JULY was a good month for e-payments in Singapore. PayNow, the long-awaited, bank-agnostic fund transfer service supported by seven banks here, was launched. Stripe, the San Francisco payments tech company, said that Singapore Internet businesses can accept payments via Alipay and WeChat Pay using Stripe's software, opening China's massive consumer market to businesses here.
While these are great developments for Singapore, which aspires to become a cashless society, it is still early days. The Republic is light years behind China, a country projected to be the first in the world to go fully cashless, and where one can now pay for shao bing (an inexpensive, round baked bread topped with sesame seeds) from any nameless street stall using just his smartphone, which is most fascinating.
Just how did China - a country that has 1.379 billion people and is 9.597 million square kilometre huge - get ahead? And how is Singapore - with a 5.607 million population, a land size of only 719.1 square kilometres and good tech infrastructure - not there yet?
For starters, China has WeChat and Alipay, two major apps that let users do many things, including sending money to peers, and scanning QR codes to pay for purchases in shops. China's highly-controlled online environment means that Western apps are blocked and Chinese apps get to dominate, so when the latter introduce payment functions, these become an easy and natural way to replace cash.
Moreover, China's booming e-commerce scene only helps to further drive payments away from cash. The country is also at a tipping point, where the younger generation has never read a newspaper and, in the future, analogously never have to use cash. Essentially, consumers in China run their whole lives through their smartphones today.
In Singapore on the contrary, cash is king. And to the bewilderment of millennials here, cheque is too. Last year, 60 per cent of consumer payments were reportedly made in cash. In 2015, 30 per cent of business transactions were found to have used cheques. Clearly, cashless or mobile payments have yet to catch on.
The Association of Banks in Singapore (ABS), when asked for reasons behind Singapore's lag in becoming a cashless society as compared to China, pointed to local developments in cashless payments instead.
This is the full response from ABS director Ong-Ang Ai Boon, which The Business Times obtained this week: "Singapore banks have traditionally provided customers with a wide range of payment options - both with cash and without, as well as with the use of cheques.
"Cashless payments through credit and debit cards have been around for many decades in Singapore and are popular with a broad range of users. Many day-to-day transactions, at the supermarket or at the MRT stations, are paid for using bank debit cards at points-of-sale. One of the recent products, the multi-currency debit card, allows customers to go cashless for foreign currency transactions.
"The Republic also has one of the highest concentrations of ATMs per square metre of physical space and bank customers do not have to go far to get cash. Cheques clearing here is also one of the most efficient in the world.
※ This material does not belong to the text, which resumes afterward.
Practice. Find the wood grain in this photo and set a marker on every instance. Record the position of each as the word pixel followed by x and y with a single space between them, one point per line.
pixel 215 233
"In recent years, because of advances in technology and the widespread use of the smartphones, cashless payments through e-wallets have also been on the rise. The latest cashless method is the peer-to-peer fund transfer service called PayNow which was launched by seven ABS members. Users can just transfer money using mobile phones or their IC numbers."
What stood out from the response were terms such as "cheque", "credit and debit cards", "ATM" and "get cash". Most of these are dated, and at least one of them should soon be obsolete. Smartphones, the most important tool that powers cashless and mobile payments today, was mentioned only at the end.
To be fair, Singapore's three banks have made good progress in cashless and mobile technologies. But each bank's developments mainly serve its own customers, so the space remains fragmented. That every bank is obsessed with being the "first and only" bank to achieve something does not contribute to an all-embracing, comprehensive plan to transform Singapore into a cashless society.
"First and only"
Just last week, UOB said that it has become the "first and only bank in Singapore" to extend the use of PayNow to social messaging apps through its banking app, UOB MyKey. This is after a collaboration with one of its backed startups, PayKey.
Last month, DBS reiterated during the launch of PayNow that it was the "first bank in Singapore" to roll out QR code payments, which is through its mobile wallet, DBS PayLah!, in April.
In similar fashion, OCBC reinforced that it was "the first" here to spot the early friction of customers forgetting bank account numbers while making fund transfers, and in 2014 launched OCBC Pay Anymore, a fund transfer app that lets customers send payments using just the recipient's mobile number.
Being the first and only, while individually laudable for the banks, are ultimately meaningless standards in Singapore's drive to become a cashless society. To get there, Singapore needs a bolder, more overarching plan, and to forget cash and cheque.